In a landmark achievement for South Africa’s energy and electricity sector, EDF Renewables has commissioned the Koruson 400/132 kV main transmission substation (MTS) near Noupoort in the Northern Cape. This marks the nation's first fully self-built transmission substation developed by an independent power producer (IPP), capable of integrating up to 1.5 GW of renewable energy into the national grid. The substation was energised on 5 April 2025 and demonstrates the capabilities of IPPs in delivering complex grid infrastructure projects. Developed in partnership with H1 Holdings, Gibb-Crede and a local community trust, the substation is a pivotal component of the Koruson 1 project cluster. This cluster comprises three wind farms – Coleskop, San Kraal and Phezukomoya – collectively delivering 420 MW of clean energy. Additionally, the forthcoming Koruson 2 project, spearheaded by Envusa Energy, will contribute an extra 520 MW through two wind farms and a solar facility. Tshepo Tshivhasa, head of grid engineering at EDF Renewables, emphasised the project's significance: “This is the first greenfield transmission substation in more than seven years to be connected to the grid, and it is the first greenfield transmission substation that is a full self-build, i.e. developed, financed, engineered, constructed and commissioned by an independent power producer”. This milestone aligns with South Africa's Renewable Energy Independent Power Producer Procurement Programme (REIPPPP), which aims to diversify the energy mix and reduce reliance on fossil fuels. The successful commissioning of the Koruson MTS not only enhances grid capacity but also sets a precedent for future IPP-led infrastructure projects, signalling a transformative shift in the nation's approach to sustainable energy development.
2. Fuel tax fury: RAF battles SARS over R5.1bn refund to Eskom.

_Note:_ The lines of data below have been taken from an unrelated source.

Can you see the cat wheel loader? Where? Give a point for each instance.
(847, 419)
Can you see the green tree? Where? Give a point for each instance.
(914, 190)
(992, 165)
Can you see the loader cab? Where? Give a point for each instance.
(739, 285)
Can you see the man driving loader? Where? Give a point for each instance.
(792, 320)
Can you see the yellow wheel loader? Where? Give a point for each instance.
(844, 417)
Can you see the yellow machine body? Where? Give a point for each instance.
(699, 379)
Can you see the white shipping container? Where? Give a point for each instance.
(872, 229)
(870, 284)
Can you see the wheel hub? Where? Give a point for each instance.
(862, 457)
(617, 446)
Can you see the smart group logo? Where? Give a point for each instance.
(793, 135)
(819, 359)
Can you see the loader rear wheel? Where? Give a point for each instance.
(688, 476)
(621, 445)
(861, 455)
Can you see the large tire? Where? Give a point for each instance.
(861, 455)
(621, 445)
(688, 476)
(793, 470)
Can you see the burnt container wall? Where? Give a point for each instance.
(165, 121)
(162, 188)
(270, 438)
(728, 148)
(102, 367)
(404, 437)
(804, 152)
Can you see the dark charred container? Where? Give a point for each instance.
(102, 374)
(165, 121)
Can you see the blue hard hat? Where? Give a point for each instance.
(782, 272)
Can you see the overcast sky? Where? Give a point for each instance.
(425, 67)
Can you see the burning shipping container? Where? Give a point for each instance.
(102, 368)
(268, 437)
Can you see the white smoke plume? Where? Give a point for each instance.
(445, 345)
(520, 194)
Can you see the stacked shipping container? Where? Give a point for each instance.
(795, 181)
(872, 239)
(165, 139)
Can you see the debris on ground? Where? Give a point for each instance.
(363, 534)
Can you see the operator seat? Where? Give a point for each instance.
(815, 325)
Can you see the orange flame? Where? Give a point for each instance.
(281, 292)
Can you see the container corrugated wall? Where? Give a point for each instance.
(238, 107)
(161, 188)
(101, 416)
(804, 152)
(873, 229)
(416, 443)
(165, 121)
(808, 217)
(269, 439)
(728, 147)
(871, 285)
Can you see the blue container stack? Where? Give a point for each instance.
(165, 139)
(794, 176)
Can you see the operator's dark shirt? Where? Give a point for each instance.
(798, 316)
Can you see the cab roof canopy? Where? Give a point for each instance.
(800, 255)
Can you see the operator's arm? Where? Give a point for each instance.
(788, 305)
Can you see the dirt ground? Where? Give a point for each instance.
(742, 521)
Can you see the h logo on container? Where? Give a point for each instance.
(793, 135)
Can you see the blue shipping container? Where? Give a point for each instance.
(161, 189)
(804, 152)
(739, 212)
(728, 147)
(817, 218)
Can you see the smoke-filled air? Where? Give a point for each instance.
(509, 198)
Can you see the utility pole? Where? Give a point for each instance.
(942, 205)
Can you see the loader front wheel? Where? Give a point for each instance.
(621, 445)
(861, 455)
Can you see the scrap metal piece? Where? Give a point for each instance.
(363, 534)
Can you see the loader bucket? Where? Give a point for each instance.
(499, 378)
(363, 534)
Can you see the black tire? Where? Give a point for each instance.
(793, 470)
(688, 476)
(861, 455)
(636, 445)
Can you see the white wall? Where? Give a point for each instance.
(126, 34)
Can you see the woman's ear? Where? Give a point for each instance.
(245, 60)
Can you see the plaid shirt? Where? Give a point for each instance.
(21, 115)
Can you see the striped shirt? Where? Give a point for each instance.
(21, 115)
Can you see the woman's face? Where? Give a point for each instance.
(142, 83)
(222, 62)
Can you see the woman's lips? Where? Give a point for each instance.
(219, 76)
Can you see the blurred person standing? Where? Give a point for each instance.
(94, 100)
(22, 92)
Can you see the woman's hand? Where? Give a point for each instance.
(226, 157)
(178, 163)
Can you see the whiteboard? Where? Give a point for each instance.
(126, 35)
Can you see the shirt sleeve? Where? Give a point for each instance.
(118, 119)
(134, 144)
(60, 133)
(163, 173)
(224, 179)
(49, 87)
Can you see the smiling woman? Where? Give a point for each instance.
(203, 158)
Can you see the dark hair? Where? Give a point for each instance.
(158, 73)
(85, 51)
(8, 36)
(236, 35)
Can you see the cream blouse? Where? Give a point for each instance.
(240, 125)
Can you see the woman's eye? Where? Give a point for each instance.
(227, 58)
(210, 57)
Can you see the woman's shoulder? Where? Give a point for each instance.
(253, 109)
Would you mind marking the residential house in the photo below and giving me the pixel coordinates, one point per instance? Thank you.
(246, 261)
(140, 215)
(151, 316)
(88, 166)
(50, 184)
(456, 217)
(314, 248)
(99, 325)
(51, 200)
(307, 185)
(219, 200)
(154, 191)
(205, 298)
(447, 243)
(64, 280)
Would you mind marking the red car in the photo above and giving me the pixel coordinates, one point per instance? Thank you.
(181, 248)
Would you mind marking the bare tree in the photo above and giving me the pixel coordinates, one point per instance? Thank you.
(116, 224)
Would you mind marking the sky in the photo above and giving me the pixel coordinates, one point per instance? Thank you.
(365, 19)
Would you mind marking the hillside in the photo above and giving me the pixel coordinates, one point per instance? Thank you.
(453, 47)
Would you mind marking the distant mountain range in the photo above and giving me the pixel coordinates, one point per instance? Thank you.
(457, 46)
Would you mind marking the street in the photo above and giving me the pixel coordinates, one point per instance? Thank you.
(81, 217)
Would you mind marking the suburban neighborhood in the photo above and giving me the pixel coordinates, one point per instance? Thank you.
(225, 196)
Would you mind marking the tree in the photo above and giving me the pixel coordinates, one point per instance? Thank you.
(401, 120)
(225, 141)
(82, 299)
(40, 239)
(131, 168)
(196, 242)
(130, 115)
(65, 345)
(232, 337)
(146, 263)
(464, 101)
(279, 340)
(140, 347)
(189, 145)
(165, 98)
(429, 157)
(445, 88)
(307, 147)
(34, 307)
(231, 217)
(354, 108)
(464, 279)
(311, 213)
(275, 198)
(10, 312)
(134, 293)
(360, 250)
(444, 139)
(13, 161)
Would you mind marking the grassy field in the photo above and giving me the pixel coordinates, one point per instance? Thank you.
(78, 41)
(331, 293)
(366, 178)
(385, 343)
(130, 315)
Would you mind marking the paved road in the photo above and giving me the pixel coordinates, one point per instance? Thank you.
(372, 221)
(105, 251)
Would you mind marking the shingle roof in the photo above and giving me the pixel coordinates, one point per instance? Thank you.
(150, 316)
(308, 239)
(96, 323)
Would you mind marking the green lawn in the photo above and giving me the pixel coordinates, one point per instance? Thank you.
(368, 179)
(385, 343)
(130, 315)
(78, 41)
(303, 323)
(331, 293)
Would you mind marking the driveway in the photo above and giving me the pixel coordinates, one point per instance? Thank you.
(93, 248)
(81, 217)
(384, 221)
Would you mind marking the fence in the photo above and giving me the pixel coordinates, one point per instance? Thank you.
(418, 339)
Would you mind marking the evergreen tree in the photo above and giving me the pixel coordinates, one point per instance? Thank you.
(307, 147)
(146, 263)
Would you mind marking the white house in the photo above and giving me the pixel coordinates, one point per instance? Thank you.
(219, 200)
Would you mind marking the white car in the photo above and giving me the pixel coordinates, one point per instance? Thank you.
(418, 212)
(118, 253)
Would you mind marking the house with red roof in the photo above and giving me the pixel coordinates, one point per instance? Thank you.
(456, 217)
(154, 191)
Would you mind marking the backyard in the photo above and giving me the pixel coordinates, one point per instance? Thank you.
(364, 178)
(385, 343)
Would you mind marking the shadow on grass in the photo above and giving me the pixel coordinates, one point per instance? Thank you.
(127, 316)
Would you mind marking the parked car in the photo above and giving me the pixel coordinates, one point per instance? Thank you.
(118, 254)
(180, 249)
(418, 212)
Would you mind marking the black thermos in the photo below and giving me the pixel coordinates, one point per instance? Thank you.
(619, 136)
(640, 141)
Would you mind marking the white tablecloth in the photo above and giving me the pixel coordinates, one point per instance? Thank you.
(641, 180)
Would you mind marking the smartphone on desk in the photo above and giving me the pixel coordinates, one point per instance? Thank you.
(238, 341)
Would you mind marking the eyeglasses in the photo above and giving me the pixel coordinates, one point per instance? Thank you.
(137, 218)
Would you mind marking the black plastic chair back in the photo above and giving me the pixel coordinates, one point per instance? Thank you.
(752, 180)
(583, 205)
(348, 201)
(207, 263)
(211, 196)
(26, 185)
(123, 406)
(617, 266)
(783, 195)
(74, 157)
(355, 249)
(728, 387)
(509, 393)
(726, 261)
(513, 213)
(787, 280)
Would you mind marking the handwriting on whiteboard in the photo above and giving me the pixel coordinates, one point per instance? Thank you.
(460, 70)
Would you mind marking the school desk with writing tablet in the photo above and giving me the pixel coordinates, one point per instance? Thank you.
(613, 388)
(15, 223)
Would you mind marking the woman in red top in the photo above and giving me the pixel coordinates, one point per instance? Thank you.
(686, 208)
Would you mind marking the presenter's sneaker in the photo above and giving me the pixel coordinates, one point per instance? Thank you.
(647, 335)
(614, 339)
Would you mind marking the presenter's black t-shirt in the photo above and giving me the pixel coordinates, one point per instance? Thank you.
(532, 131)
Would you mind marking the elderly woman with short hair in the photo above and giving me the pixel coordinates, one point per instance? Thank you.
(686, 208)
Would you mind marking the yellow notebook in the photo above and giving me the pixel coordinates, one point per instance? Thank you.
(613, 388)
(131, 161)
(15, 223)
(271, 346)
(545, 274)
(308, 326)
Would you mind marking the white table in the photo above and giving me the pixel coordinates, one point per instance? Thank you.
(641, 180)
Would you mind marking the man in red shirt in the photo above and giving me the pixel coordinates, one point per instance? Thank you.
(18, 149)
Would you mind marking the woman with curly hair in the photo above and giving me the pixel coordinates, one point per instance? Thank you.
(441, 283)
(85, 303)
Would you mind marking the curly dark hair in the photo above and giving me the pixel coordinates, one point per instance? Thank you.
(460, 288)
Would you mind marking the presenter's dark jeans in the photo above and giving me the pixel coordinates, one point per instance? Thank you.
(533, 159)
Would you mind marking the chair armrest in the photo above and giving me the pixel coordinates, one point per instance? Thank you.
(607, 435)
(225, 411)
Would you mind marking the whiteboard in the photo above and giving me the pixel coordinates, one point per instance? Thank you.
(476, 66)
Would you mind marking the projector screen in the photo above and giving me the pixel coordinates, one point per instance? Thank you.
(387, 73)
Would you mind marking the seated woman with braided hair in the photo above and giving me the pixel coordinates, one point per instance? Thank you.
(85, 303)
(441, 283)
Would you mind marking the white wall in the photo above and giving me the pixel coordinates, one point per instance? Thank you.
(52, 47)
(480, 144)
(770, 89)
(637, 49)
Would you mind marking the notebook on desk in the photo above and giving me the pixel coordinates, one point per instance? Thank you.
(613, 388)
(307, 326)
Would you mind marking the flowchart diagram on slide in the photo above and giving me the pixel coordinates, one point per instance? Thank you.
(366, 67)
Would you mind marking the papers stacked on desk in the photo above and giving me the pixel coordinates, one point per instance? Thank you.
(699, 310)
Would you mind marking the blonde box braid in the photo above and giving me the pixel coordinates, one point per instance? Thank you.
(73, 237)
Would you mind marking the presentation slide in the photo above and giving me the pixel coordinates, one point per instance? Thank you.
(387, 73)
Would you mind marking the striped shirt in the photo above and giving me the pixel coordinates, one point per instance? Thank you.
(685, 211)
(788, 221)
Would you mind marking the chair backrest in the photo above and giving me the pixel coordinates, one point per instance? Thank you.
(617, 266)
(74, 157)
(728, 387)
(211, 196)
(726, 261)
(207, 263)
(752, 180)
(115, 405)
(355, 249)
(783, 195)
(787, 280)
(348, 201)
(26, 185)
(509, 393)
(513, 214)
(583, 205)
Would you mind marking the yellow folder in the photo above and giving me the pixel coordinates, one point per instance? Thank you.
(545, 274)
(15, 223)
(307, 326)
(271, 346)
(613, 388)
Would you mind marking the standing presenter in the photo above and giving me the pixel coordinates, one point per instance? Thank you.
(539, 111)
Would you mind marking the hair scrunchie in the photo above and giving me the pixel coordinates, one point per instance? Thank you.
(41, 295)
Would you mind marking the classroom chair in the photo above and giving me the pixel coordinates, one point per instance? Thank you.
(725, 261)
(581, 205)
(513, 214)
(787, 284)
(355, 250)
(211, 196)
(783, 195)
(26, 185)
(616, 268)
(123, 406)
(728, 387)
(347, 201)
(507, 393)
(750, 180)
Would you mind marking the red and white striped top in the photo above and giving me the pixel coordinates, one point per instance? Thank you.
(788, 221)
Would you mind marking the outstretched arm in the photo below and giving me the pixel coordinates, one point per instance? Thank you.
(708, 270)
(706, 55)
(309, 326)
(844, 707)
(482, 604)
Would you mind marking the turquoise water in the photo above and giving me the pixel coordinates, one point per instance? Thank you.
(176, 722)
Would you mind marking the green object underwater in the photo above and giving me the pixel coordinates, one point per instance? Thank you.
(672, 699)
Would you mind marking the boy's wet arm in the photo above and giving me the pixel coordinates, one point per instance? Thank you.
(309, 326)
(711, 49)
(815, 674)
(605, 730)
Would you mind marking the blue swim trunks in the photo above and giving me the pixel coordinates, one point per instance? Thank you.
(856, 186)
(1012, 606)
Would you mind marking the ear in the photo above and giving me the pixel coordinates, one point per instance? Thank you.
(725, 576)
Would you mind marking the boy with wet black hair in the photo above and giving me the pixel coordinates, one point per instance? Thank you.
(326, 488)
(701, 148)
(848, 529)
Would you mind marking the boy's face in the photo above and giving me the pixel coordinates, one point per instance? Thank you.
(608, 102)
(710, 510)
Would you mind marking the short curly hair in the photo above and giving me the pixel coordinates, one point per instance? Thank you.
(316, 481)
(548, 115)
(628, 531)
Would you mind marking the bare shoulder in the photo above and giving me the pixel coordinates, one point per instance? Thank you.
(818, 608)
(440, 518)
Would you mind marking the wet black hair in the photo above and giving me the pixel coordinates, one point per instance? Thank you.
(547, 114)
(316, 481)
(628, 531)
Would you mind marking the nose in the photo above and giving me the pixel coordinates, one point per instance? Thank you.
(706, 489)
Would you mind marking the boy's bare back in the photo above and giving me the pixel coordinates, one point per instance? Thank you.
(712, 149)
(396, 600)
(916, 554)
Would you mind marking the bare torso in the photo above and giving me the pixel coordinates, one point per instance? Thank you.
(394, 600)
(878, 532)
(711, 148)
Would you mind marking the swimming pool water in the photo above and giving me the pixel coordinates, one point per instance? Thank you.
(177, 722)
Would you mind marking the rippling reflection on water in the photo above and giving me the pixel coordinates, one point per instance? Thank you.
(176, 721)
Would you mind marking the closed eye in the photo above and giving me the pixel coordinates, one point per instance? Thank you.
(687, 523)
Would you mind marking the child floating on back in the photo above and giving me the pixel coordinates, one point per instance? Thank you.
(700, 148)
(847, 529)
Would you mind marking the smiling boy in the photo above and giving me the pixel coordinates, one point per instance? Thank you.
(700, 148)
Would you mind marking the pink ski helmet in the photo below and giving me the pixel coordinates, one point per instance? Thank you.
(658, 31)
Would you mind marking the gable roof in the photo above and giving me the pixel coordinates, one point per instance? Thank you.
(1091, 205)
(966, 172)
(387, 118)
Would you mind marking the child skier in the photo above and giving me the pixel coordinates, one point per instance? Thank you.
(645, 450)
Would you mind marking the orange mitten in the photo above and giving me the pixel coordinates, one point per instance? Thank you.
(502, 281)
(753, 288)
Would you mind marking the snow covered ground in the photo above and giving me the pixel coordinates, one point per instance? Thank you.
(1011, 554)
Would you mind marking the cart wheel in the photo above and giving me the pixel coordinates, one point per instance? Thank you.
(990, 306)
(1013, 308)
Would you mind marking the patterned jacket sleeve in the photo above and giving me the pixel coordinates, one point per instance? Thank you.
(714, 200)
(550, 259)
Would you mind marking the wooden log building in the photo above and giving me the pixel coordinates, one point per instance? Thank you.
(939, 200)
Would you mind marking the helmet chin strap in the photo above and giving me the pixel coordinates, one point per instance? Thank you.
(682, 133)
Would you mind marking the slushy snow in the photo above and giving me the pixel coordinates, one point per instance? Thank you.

A fierce dispute has erupted between the Road Accident Fund (RAF) and the South African Revenue Service (SARS) over an unprecedented R5.1bn deduction from RAF’s fuel levy allocation, intended to cover diesel rebate payments to Eskom. RAF, which relies heavily on a liquid fuel levy for its operations, has warned that the deduction has rendered it unable to pay thousands of claimants. RAF CEO Collins Letsoalo has slammed SARS’ move as unlawful, stating that SARS had no legal authority to reallocate earmarked fuel levy funds to cover rebates on Eskom’s use of diesel for power generation. Letsoalo said the RAF had obtained a court interdict to prevent the transfer, but SARS is now appealing the ruling, prolonging the deadlock. “SARS has taken funds not appropriated for Eskom,” he said, warning that the diversion of funds would collapse RAF’s ability to settle claims. SARS, on the other hand, argues that it is acting under the Public Finance Management Act and a National Treasury directive authorising the payment of R5.1bn in diesel rebates to Eskom, presumably because Eskom’s diesel use is for power generation as opposed to road transportation. National Treasury remains silent on the legality of reallocating earmarked fuel levy revenue. Legal experts say the dispute exposes serious governance flaws and blurred fiscal accountability. The case is set to escalate into a constitutional test on the use of hypothecated taxes, i.e. taxes that are collected for a specific, predefined purpose, rather than being pooled into a general revenue fund. The dispute pits Eskom’s cash flow needs resulting from its massive diesel burn for power generation, against the statutory purpose of road accident compensation. Meanwhile, road accident victims and their legal representatives are said to be left in limbo as RAF’s cash crisis deepens.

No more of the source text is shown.